Mais imaginez un enfant qui prolongerait cette phase indéfiniment pour en faire un aspect de sa personnalité! Tout serait alors prétexte à s’opposer à ce que vous lui demandez. C’est ce qu’on appelle le trouble d’opposition.

Ce trouble se caractérise par le fait que l’enfant ou l’adolescent tend à désobéir quasi instantanément aux demandes ou consignes formulées. Le trouble d’opposition peut se traduire de trois façons :

  • L’opposition passive : L’enfant ou l’ado vous donne l’impression d’être en accord avec votre consigne, mais néglige volontairement d’appliquer ce que vous lui avez demandé.
  • L’opposition passive agressive : L’enfant ou l’ado fait mine d’obtempérer, mais tend à inventer des excuses, à briser « accidentellement » des objets, à bâcler la tâche demandée, etc.
  • L’opposition active : L’enfant ou l’ado vous confronte en manifestant directement son désaccord, soit en soutenant votre regard et en refusant catégoriquement de se plier à vos exigences. Certains s’opposent encore plus fermement, soit en criant, frappant ou en lançant des objets qui se trouvent à portée de main.

À l’opposé des enfants/adolescents ayant un TDAH, les enfants qui ont un trouble oppositionnel agissent de façon intentionnelle et délibérée. Les parents ont l’impression d’être en lutte perpétuelle avec leur enfant. Non seulement l’enfant ne se plie pas aux exigences, mais il lève le nez sur les conséquences ou punitions qui en découlent.

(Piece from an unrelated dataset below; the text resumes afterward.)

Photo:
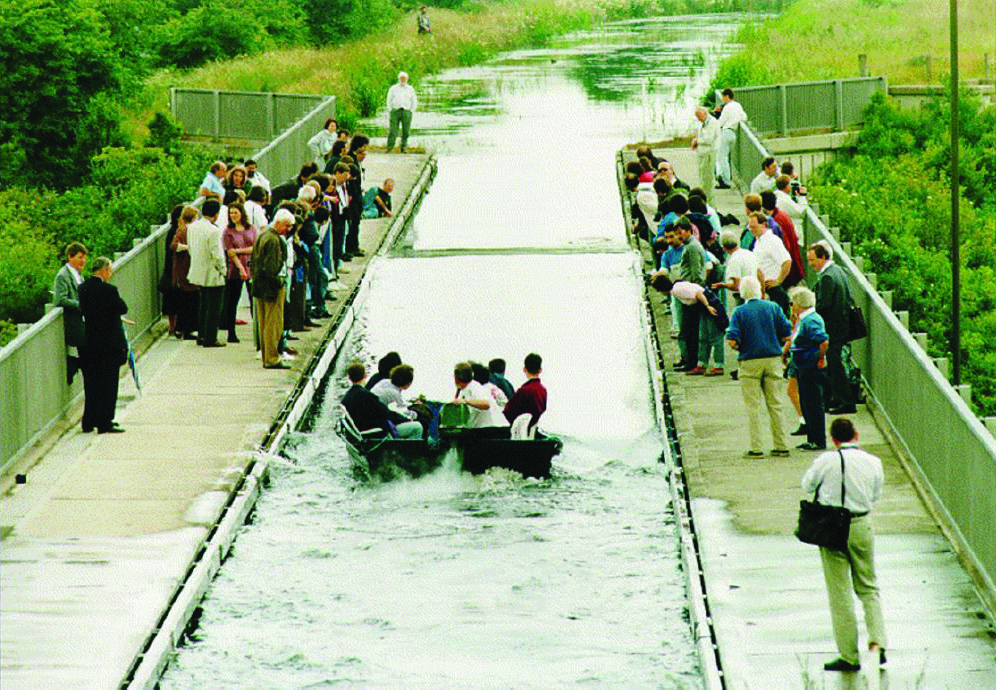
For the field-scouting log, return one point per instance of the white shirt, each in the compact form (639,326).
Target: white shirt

L’enfant a rapidement compris ce qui attisait le mécontentement ou la colère des parents et il essaie d’en tirer profit. Plus tôt le parent interviendra, plus il sera facile de briser le cycle malsain de la provocation et du défi de l’autorité. À titre d’exemple, un parent qui cède en cas de crise en public incite implicitement l’enfant à recommencer son petit manège chaque fois que l’occasion se présentera. L’enfant estime (à juste titre d’ailleurs!) qu’il arrivera toujours à ses fins en ayant recours à cette stratégie.

Comprendre le cycle de l’opposition
  1. L’argumentation : Tout débute par une consigne dictée par le parent ou par le refus de ce dernier à consentir à une demande de l’enfant. Mécontent, l’enfant commence alors à argumenter pour faire prévaloir son point de vue. Le parent explique à nouveau les motifs de sa décision, ce qui stimule l’enfant à confronter le parent en énonçant des arguments complètement irrationnels. Irrité, le parent poursuit sur cette même lancée, en formulant une réponse tout aussi farfelue.
    Enfant : Chez Maxime, on peut se coucher à l’heure qu’on veut!
    Parent : Dans ce cas, tu devrais envisager de déménager chez lui!
  1. La menace : Après avoir épuisé tous les arguments, le parent menace l’enfant de le punir ou de lui soustraire un privilège. C’est habituellement à ce moment que l’argumentation dévie. L’enfant commence alors à argumenter sur la menace de punition plutôt que sur le motif initial d’argumentation. L’adulte continue à insister, mais l’enfant reste campé dans sa position.
  1. Une punition démesurée : Sous l’emprise de la colère, le parent en vient ultimement à donner une punition complètement démesurée qu’il ne sera pas en mesure d’appliquer. L’enfant sort donc le grand gagnant de cette confrontation.

Comme vous pouvez le constater, l’argumentation joue un rôle-clé dans le trouble d’opposition. C’est pourquoi il faut instaurer des règles claires et précises dans lesquelles l’argumentation n’a pas sa place. Si l’enfant refuse de consentir à votre demande, comptez jusqu’à 3 (pas de 2 ¼ 2 ½, etc.) et en cas de résistance, demandez-lui de se retirer dans une pièce sécuritaire et dépourvue de distractions (télé, ordinateur). Une fois seul, vous coupez net la possibilité d’argumentation. Si vous l’entendez crier ou frapper sur le mur, laissez-le faire un moment et dites-lui que vous ne vous plierez pas à ses caprices et qu’il pourra revenir avec les autres une fois calmé.